SQL though is going the distance. like Feldera is SQL based stream processing and uses DataFusion under the hood for some data wrangling. DuckDB is also very SQL.

I have my quibbles with SQL as a language but I would prefer SQL embedded in $myLanguage to needing to use Python or (shudder) Scala to screw around with data.

  • Absolutely agree. Spark is the same garbage as Hadoop but in-memory.

    • just out of curiosity, why do you say that spark is "in-memory"? I see a lot people claiming that, including several that I've interviewed in the past few years but that's not very accurate(at least in the default case).

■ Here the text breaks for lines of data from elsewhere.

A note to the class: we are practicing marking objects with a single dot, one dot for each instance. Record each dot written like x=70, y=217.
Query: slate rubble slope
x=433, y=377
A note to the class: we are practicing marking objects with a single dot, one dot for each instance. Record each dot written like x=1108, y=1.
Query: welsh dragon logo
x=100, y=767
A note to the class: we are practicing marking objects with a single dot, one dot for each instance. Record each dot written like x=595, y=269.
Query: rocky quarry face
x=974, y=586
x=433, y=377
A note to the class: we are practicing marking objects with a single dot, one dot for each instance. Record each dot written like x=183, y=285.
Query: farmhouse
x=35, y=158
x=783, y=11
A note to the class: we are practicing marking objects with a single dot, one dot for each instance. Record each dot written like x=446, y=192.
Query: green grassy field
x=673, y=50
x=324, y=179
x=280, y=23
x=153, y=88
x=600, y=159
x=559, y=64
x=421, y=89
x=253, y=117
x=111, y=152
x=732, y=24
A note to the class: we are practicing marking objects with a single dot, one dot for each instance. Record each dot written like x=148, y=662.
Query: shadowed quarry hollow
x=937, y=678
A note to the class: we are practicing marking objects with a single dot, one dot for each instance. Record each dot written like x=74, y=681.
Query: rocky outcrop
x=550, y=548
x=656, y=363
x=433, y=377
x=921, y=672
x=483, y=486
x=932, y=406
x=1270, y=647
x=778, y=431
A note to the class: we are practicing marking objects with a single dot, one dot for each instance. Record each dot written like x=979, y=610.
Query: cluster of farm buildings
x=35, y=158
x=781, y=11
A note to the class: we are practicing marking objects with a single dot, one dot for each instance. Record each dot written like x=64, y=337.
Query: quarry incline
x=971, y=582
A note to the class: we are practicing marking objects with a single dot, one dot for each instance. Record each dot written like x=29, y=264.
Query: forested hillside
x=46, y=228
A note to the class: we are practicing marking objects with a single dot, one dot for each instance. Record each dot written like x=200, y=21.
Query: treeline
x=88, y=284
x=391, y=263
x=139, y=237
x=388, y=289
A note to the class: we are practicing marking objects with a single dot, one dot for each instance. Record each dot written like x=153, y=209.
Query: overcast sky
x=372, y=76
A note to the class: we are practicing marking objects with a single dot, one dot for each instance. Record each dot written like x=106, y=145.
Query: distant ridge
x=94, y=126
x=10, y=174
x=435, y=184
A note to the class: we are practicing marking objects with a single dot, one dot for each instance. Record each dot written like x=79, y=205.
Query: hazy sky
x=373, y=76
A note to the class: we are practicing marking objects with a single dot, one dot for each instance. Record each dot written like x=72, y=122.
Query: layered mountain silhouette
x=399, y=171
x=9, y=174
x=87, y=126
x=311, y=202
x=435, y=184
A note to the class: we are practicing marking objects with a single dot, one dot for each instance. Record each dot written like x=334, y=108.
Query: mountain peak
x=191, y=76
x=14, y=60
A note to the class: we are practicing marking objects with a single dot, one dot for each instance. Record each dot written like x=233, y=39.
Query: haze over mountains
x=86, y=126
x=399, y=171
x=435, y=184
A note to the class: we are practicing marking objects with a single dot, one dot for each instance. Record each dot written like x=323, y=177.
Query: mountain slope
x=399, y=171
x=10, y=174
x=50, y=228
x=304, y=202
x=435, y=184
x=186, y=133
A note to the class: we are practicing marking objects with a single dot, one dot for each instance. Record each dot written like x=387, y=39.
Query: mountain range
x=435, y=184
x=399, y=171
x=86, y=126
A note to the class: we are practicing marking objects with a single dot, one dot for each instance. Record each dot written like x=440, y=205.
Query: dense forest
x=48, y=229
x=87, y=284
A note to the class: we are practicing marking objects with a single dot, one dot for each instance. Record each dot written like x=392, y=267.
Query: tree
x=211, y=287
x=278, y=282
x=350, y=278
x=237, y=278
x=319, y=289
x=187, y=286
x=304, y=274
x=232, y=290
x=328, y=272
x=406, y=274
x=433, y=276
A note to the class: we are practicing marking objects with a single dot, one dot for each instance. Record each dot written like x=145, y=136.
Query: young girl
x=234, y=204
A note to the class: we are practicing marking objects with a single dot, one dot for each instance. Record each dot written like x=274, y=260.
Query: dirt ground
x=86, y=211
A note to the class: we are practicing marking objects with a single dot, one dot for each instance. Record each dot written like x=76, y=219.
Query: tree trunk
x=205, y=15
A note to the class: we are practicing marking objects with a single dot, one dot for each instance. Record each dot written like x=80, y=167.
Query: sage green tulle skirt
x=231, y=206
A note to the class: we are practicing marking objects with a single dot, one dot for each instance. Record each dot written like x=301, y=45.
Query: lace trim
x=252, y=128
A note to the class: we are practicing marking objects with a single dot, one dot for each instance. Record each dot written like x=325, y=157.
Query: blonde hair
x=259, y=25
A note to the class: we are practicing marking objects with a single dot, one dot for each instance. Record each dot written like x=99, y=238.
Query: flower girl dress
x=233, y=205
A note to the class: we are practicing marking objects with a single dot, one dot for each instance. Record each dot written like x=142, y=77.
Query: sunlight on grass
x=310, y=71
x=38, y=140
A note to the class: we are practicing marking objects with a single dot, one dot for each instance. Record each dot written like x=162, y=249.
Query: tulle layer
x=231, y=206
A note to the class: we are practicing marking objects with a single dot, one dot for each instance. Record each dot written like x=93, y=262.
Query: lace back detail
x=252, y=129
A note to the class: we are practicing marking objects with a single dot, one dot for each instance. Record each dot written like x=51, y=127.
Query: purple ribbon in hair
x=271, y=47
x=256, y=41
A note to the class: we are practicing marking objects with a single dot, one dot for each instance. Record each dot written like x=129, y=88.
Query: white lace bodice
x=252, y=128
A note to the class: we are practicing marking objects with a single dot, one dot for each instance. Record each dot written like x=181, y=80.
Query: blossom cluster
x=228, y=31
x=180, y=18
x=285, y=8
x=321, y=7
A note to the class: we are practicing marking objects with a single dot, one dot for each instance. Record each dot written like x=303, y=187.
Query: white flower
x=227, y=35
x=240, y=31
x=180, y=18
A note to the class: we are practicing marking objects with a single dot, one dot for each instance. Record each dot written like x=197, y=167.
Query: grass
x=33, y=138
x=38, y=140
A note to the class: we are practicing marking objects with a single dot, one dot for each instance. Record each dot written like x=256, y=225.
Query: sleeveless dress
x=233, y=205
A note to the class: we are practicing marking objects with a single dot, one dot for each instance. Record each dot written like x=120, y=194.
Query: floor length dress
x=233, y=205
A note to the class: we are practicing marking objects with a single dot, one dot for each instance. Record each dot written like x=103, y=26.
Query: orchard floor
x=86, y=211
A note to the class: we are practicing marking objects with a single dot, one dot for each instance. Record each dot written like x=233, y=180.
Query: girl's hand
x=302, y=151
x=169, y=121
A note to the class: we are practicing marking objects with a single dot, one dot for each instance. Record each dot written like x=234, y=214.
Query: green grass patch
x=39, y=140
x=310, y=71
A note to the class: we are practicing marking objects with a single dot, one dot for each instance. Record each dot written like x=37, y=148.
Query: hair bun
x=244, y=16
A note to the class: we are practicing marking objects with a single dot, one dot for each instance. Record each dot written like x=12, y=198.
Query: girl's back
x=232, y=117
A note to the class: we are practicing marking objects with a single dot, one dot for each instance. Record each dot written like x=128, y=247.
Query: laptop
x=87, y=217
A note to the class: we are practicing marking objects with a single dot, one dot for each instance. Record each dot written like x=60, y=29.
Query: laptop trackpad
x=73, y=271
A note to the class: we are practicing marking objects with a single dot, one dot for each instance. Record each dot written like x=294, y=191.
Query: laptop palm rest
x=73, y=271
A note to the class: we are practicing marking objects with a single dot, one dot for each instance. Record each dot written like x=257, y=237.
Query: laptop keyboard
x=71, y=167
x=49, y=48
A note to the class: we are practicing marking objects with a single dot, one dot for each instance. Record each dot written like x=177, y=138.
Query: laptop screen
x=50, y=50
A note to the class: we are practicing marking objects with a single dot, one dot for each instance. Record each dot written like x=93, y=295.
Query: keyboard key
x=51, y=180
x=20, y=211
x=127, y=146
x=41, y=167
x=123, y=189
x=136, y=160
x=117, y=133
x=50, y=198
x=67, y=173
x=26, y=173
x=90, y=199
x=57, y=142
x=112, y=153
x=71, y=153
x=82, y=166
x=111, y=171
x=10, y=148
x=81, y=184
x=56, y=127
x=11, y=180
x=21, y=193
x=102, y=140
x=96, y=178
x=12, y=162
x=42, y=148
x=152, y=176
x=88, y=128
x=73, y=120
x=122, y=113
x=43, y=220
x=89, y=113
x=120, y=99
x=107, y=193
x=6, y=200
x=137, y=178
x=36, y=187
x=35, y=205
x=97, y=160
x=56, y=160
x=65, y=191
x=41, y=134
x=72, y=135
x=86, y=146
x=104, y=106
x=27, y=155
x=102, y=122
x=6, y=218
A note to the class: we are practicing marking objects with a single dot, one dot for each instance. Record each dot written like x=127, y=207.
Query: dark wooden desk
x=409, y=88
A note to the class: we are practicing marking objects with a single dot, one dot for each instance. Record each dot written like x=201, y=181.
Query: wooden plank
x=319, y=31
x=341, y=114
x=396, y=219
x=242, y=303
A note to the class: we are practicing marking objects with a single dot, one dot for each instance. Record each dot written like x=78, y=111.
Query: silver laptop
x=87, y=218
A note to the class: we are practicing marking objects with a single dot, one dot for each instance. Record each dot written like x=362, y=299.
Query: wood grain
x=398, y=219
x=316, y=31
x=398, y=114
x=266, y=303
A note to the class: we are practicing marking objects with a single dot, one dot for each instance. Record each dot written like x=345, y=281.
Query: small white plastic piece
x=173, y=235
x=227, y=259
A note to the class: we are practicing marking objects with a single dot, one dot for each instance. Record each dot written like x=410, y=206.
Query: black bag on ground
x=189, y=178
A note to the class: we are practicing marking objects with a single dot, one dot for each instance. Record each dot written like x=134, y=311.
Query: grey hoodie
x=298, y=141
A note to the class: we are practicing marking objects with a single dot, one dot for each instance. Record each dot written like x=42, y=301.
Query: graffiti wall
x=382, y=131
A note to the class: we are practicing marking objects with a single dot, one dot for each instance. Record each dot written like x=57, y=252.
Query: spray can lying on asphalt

Spark SQL execution uses a bog standard volcano-ish iterator model (with a pretty shitty codegen operator merging part) built on top of their RDD engine. The exchange (shuffle) is disk based by default (both for sql queries and lower level RDD code), unless you mount the shuffle directory in a ramdisk I would say that spark is disk based. You can try it out on spark shell:

        spark.sql("SELECT explode(sequence(0, 10000))").write.parquet("sample_data")
        spark.read.parquet("sample_data").groupBy($"col").count().count()
      

      after running the code, you should see a /tmp/blockmgr-{uuid} directory that holds the exchange data.

      3 replies →

I don't think SQL is going anyware. There might me abstactions that use these engines but you write SQL (a là dbt) before people get used to 10 APIs for the same.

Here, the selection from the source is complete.